Below we provide a simplified analysis for the case where \(Q\) is diagonalizable. A more careful argument can be proven in the same manner as Lemma 1 of (Sun et al. 2020).

Let \(Q = V\Lambda V^{-1}\) be the eigen-decomposition of \(Q\). We have \(|1 - \lambda_i| < 1\) for all \(i\). \[ \begin{pmatrix} I - 3Q + 2Q^2 & 2Q - 2Q^2 \\ -2Q + 2Q^2 & I + Q - 2Q^2 \end{pmatrix} = \begin{pmatrix} V & \\ & V \end{pmatrix} \begin{pmatrix} I - 3\Lambda + 2\Lambda^2 & 2\Lambda - 2\Lambda^2 \\ -2\Lambda + 2\Lambda^2 & I + \Lambda - 2\Lambda^2 \end{pmatrix} \begin{pmatrix} V^{-1} & \\ & V^{-1} \end{pmatrix} \] and it suffices to determine the spectral radius of \(\begin{pmatrix} I - 3\Lambda + 2\Lambda^2 & 2\Lambda - 2\Lambda^2 \\ -2\Lambda + 2\Lambda^2 & I + \Lambda - 2\Lambda^2 \end{pmatrix}\). Since we can permute the matrix to form multiple \(2 \times 2\) block-diagonal matrices, it suffices to analyze \[ \rho\!\left( \begin{pmatrix} 1 - 3\lambda + 2\lambda^2 & 2\lambda - 2\lambda^2 \\ -2\lambda + 2\lambda^2 & 1 + \lambda - 2\lambda^2 \end{pmatrix} \right) \] for \(\lambda\) in the spectrum \(\Lambda\). After direct computation, we have \[ \rho\!\left( \begin{pmatrix} 1 - 3\lambda + 2\lambda^2 & 2\lambda - 2\lambda^2 \\ -2\lambda + 2\lambda^2 & 1 + \lambda - 2\lambda^2 \end{pmatrix} \right) = |1 - \lambda| \] and therefore \(\rho(M^- M) = \rho(H) < 1\). This completes the proof.

Proof of Theorem 1

Since ADMM can be written as the fixed-point iteration \[ z^{++} = M^- M z + M^- L^{-1} \delta + L^{-1} \delta^- \] with \(\rho(M^- M) < 1\), its convergence is immediate. \(\square\)

Final remarks

Recall that in our quadratic example, we mentioned that some “canceling” effects happen. This is also the case for the analysis of ADMM. Note that for each of the two iteration matrices alone \[ M = \begin{pmatrix} L & 0 \\ A & I \end{pmatrix}^{-1} \begin{pmatrix} L - A^\top A & A^\top \\ 0 & I \end{pmatrix}, \qquad M^- = \begin{pmatrix} L & 0 \\ -A & I \end{pmatrix}^{-1} \begin{pmatrix} L - A^\top A & A^\top \\ 0 & I \end{pmatrix}, \] we cannot guarantee \(\rho(M) < 1\) or \(\rho(M^-) < 1\). However, when \(M^- M\) are multiplied together, the diverging components in \(M, M^-\) cancel each other and yield \(\rho(M^- M) < 1\). This is partially the “slingshot” phenomenon from (Shugart and Altschuler 2025).

References

Chen, Caihua, Bingsheng He, Yinyu Ye, and Xiaoming Yuan. 2016. “The Direct Extension of ADMM for Multi-Block Convex Minimization Problems Is Not Necessarily Convergent.” Mathematical Programming 155 (1): 57–79.
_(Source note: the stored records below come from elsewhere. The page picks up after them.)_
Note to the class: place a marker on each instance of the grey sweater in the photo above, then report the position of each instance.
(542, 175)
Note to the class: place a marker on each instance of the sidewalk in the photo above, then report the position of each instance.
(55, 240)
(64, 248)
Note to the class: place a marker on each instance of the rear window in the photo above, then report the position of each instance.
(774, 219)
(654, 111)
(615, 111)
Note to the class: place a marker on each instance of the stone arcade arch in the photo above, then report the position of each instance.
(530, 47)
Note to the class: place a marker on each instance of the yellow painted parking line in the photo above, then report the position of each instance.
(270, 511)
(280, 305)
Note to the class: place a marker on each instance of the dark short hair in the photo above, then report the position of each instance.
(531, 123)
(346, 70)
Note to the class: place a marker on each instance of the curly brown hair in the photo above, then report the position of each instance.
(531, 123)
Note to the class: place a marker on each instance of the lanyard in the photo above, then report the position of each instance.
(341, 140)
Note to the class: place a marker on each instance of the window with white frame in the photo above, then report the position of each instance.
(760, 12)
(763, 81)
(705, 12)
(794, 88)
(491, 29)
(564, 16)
Shugart, Henry, and Jason M Altschuler. 2025. “Negative Stepsizes Make Gradient-Descent-Ascent Converge.” arXiv Preprint arXiv:2505.01423.
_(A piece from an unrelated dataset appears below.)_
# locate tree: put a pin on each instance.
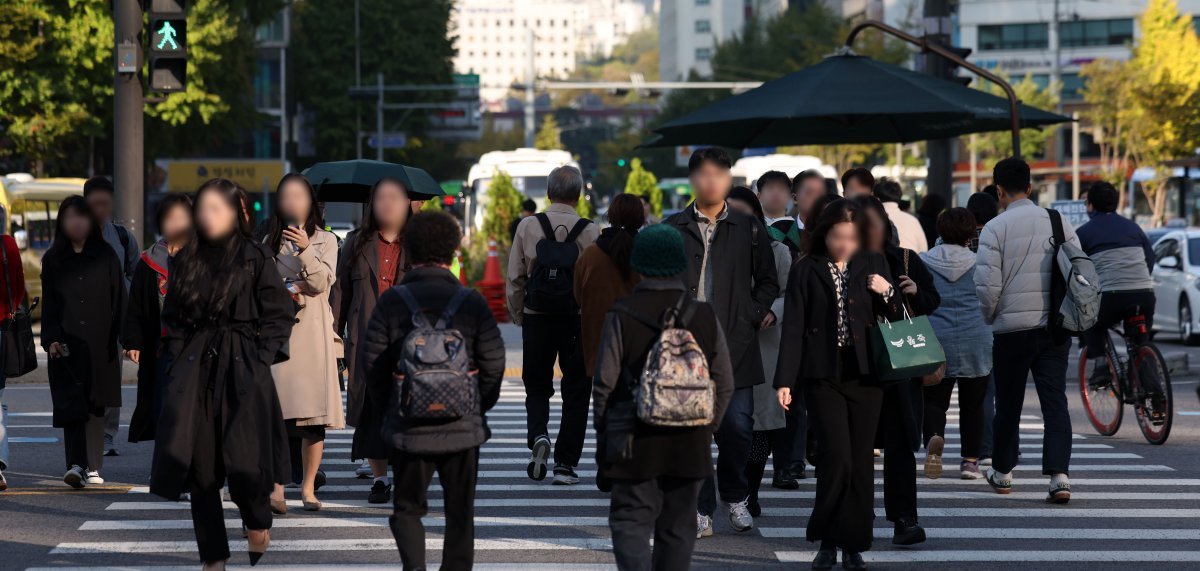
(547, 137)
(643, 184)
(503, 206)
(996, 145)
Sun, Ruoyu, Zhi-Quan Luo, and Yinyu Ye. 2020. “On the Efficiency of Random Permutation for ADMM and Coordinate Descent.” Mathematics of Operations Research 45 (1): 233–71.

Zhang, Cheng-yi, Dan Ye, Cong-Lei Zhong, and Shuanghua Luo. 2014. “Convergence on Gauss-Seidel Iterative Methods for Linear Systems with General h-Matrices.” arXiv Preprint arXiv:1410.3196.